Mon nom est Jacques Morin. Je réside à Ste-Aurélie. Je suis ingénieur forestier en sylviculture des forêts privées de la Beauce depuis trente ans. Je crois profondément à la liberté individuelle pour faire progresser la société.Je suis écœuré de voir où on en est rendu dans la Beauce. L’UPA les MRC et les ministères mènent partout sur le développement de la région.

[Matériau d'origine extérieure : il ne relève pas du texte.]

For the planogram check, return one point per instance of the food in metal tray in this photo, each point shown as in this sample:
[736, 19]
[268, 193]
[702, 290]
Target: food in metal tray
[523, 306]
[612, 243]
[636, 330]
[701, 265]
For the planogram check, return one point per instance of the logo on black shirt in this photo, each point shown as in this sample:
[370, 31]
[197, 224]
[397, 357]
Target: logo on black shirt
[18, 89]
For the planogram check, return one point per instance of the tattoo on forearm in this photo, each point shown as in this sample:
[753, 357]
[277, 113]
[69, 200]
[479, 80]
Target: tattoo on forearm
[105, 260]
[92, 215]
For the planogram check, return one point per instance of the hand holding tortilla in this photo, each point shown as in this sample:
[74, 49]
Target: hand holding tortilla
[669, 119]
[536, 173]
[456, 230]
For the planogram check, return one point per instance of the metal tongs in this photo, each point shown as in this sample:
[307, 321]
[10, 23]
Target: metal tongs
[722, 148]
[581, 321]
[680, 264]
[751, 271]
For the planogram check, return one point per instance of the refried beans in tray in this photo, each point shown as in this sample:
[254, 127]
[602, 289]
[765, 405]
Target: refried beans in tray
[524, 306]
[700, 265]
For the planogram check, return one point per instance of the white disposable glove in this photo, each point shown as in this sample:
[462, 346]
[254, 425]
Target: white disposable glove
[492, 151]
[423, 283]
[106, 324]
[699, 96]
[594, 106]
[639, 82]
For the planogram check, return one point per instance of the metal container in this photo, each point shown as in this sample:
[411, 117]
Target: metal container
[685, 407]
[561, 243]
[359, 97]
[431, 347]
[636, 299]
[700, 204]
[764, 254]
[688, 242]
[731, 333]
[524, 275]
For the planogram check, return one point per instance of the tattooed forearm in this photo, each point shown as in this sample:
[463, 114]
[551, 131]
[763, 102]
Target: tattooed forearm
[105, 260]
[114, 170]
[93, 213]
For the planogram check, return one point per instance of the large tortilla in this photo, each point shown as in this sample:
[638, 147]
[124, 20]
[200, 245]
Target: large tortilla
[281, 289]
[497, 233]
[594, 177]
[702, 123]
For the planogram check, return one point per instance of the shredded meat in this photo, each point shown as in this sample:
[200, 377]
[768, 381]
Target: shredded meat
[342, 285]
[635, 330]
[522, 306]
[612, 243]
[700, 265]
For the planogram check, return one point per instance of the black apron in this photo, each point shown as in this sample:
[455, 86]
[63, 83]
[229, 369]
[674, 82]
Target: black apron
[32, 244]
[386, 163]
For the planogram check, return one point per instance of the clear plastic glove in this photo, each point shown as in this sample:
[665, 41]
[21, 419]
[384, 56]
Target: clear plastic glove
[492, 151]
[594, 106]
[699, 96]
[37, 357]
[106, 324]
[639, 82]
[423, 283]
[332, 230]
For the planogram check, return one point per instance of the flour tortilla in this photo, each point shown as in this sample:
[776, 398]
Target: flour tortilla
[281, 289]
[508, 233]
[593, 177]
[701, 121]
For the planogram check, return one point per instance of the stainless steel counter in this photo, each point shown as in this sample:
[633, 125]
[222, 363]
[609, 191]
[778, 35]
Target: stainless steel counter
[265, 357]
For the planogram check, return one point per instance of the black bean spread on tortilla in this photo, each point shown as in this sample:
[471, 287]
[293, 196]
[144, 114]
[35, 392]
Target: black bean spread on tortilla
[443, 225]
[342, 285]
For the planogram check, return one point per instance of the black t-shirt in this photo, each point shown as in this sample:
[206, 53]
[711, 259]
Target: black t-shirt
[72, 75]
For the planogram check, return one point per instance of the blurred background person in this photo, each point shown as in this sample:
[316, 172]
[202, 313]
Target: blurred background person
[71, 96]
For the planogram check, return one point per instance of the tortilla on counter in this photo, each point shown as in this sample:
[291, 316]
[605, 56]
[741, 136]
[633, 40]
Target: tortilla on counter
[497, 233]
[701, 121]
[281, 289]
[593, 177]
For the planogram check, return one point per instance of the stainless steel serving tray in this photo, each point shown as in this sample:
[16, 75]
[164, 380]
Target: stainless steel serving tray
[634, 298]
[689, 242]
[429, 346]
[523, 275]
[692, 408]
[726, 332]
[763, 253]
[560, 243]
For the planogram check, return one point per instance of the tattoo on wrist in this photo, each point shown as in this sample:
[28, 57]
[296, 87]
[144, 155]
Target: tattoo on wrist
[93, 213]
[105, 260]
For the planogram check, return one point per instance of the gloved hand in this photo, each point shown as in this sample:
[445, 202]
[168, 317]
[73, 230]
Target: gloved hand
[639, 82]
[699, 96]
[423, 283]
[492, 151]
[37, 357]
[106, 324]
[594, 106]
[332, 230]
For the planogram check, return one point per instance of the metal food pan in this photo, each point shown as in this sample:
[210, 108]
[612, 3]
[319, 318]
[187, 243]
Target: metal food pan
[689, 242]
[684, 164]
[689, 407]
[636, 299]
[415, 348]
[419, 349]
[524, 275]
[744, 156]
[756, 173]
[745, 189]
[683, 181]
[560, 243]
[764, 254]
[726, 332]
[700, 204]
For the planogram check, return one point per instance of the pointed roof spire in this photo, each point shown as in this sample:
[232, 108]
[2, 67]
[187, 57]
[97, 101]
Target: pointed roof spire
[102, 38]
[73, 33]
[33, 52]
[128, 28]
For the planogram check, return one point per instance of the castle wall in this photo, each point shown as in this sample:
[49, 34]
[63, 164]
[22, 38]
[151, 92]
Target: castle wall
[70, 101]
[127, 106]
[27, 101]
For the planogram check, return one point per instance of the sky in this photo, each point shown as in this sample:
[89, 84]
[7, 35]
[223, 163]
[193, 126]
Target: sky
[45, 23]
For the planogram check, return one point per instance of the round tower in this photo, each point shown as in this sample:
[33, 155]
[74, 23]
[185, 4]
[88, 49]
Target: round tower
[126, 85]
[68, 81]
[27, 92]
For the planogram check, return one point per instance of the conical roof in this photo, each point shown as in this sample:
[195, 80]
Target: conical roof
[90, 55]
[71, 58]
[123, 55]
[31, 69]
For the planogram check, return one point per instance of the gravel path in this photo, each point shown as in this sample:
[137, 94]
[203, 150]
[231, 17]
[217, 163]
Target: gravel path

On ne peut plus rien faire sans leur accord. Règlements! Règlements! Règlements! Je songe moi aussi à quitter la province de cul qu’est le Culbec.Dernièrement ‘Le Syndicat des producteurs de la Beauce’ la branche du secteur forêt de l’UPA par le biais de la réglementation de la Régie des Marchés Agricoles du Culbec a défini quels sont les traitements sylvicoles reconnus dans la Beauce pour pouvoir mettre son bois en marché. Ils ont refusé la moitié des prescriptions sylvicoles que j’avais faites pour mes clients parce qu’elles ne correspondaient pas aux normes du règlement de mise en marché de la Beauce. Le menuisier qui veut scier une planche utilisera-t-il son marteau parce que la scie est défendue par règlement? Comment peut-il exercer son métier si la moitié des outils de son coffre sont confisquées?


Les traitements sylvicoles sont au forestier ce que sont les traitements au médecin. On ne donne pas nécessairement de l’insuline à quelqu’un qui s’est cassé une jambe parce les autres produits sont illégaux. Le forestier comme le médecin doit avoir une latitude professionnelle pour pouvoir exercer son métier pour le bien de son client. Mon ordre professionnel me dit que je dois respecter les règlements. De cette façon elle se soustrait à son propre devoir de protection du public en mettant le champ d’exercice de l’ingénieur forestier au dessous des règlements.


Depuis trente ans je me bats pour freiner cette descente mais je n’ai pas pu faire grand chose. Nous sommes dans un monde de plus en plus socialiste mené par les syndicats et les fonctionnaires. Je suis convaincu que cela va changer un jour mais quand? Une chose est sûre : quand la liberté prendra le dessus j’irai prendre une bière à sa santé.